Firstly to evaluate future mortality from mesothelioma in France with an age-period-cohort approach and evaluate different hypotheses on risk of mesothelioma for the most recent birth cohort. Secondly to compare the results with a British and an American study. Thirdly to study if any trends were detectable on data for women which would be consistent with the consequences of increasing environmental exposure to asbestos.

Methods

Estimates of mortality from mesothelioma among men and women in France from 1950 to 1995 were based on the analysis of the pleural cancer mortality data coded 163 in the ninth revision of the international classification of diseases (ICD-9).
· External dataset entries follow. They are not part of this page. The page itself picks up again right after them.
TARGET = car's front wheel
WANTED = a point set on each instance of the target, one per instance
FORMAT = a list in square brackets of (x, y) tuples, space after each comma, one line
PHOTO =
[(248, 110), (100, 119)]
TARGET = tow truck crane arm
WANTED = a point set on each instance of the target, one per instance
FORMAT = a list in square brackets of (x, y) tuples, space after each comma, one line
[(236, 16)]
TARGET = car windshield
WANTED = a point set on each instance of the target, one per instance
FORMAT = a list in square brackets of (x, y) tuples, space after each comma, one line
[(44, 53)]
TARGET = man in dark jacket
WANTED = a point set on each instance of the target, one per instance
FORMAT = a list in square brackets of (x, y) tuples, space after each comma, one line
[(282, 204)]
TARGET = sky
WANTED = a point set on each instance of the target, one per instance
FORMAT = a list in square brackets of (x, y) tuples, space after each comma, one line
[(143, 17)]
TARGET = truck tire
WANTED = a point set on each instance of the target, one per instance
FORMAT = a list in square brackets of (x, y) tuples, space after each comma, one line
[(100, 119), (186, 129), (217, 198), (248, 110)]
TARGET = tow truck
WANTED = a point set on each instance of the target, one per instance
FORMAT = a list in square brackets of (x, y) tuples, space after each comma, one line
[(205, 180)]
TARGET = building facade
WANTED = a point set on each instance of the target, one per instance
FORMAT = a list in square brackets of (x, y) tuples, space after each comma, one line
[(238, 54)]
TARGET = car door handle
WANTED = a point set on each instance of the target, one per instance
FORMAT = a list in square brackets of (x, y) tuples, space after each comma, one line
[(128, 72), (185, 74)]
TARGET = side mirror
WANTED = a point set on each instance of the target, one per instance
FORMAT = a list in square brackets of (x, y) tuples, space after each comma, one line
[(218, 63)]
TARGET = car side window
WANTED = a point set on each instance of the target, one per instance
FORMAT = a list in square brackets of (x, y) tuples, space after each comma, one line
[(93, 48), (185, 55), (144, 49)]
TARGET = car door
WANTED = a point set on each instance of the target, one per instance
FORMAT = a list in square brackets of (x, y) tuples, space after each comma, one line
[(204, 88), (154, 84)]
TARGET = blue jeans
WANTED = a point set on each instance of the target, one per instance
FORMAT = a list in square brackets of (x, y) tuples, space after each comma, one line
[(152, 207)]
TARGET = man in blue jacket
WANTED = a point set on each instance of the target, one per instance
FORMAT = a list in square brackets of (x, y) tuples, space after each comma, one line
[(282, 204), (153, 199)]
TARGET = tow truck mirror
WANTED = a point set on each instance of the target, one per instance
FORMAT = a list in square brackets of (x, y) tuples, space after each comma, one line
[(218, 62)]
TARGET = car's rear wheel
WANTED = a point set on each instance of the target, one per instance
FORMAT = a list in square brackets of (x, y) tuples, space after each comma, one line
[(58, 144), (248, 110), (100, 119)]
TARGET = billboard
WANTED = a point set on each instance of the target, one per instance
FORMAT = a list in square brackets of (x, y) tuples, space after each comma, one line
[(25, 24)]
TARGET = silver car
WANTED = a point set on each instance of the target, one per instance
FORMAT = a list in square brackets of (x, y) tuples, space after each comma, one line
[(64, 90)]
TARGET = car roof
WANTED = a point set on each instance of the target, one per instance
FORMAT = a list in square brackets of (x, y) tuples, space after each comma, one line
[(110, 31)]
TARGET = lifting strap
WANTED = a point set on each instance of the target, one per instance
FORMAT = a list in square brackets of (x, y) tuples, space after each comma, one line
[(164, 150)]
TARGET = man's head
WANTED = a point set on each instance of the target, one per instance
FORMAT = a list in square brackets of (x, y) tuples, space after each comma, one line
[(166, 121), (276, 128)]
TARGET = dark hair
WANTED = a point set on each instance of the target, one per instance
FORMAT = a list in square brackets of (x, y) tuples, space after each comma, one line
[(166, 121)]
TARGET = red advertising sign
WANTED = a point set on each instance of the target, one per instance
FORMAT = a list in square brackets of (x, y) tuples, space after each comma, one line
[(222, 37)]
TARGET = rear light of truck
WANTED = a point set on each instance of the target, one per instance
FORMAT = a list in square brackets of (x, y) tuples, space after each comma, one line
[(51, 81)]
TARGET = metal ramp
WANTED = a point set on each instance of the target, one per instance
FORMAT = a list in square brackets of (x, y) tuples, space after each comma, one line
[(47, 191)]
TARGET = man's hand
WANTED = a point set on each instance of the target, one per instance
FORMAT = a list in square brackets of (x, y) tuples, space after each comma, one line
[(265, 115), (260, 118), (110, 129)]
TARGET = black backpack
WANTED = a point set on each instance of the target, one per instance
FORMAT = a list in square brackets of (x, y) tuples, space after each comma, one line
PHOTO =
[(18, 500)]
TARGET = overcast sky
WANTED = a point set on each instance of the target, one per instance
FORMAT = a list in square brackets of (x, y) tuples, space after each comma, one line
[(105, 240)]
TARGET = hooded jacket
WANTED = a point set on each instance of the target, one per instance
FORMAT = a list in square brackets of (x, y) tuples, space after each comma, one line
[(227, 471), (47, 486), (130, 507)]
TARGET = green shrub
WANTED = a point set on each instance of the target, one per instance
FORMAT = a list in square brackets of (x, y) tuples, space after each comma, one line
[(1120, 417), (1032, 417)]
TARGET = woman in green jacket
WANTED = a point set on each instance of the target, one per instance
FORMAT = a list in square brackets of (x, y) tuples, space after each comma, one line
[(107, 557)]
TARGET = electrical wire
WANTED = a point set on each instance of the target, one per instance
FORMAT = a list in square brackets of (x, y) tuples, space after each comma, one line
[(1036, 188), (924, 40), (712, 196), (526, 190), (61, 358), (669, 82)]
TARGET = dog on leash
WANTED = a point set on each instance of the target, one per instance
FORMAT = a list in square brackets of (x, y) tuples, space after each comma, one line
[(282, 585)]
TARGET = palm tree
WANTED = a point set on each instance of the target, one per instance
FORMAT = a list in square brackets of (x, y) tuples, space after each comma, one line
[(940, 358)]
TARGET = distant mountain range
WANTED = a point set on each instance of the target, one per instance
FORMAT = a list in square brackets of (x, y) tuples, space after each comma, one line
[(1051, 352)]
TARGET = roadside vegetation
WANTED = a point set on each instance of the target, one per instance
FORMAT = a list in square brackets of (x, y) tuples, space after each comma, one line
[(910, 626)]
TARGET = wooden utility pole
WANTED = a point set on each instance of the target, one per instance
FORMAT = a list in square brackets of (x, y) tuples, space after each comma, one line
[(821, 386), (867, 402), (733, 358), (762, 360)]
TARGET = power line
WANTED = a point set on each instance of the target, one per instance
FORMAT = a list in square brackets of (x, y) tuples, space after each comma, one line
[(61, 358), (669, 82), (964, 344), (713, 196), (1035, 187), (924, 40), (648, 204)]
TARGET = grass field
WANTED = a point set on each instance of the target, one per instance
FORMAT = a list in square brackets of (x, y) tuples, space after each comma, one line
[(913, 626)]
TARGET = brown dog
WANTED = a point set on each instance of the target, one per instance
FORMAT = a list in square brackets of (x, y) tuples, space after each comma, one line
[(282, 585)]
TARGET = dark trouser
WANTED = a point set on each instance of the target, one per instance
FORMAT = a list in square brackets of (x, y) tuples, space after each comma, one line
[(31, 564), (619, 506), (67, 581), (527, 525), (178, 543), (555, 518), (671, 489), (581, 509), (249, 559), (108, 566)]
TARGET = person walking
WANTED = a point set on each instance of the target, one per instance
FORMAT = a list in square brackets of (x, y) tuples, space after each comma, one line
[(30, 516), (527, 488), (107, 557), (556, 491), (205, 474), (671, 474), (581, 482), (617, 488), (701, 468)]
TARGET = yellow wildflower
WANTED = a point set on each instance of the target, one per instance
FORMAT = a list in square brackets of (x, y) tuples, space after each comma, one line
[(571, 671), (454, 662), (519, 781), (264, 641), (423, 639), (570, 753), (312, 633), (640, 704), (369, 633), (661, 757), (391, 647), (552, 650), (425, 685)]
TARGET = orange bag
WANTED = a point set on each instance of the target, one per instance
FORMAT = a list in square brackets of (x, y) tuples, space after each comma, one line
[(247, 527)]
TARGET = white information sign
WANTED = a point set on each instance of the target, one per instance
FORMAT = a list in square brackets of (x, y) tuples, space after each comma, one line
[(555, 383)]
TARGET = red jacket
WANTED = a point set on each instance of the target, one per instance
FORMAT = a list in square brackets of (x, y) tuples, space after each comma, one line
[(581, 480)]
Correction factors were used to derive the mortality from mesothelioma from these data, based on two regional registries. The analysis of the past mortality data has been performed by an age-cohort model (with a maximum likelihood technique). Predictions of deaths from mesothelioma over the next 50 years were based on four different assumptions on the risk of death from mesothelioma in future birth cohorts.

Results

The predicted lifetime probability of dying from mesothelioma increases until the last birth cohort 1964-8 among men whereas it decreases strongly from the 1954-8 birth cohort among women. The projected numbers of deaths from mesothelioma in France until 2020 are similar, whichever hypothesis is considered: around 20 000 deaths from mesothelioma might occur among men and 2900 among women from 1996 to 2020.

Conclusions

French data show an increasing lifetime probability of death from mesothelioma in the more recent male cohorts. Although the mortality burden can be predicted until 2020, and is intermediate between the United Kingdom and United States estimates, there is still high uncertainty on the figures after 2020. No increase is found in women, and this does not support the hypothesis that current environmental exposure to asbestos could be associated with a detectable risk of death. Specific surveillance should be set up to monitor future trends or their absence.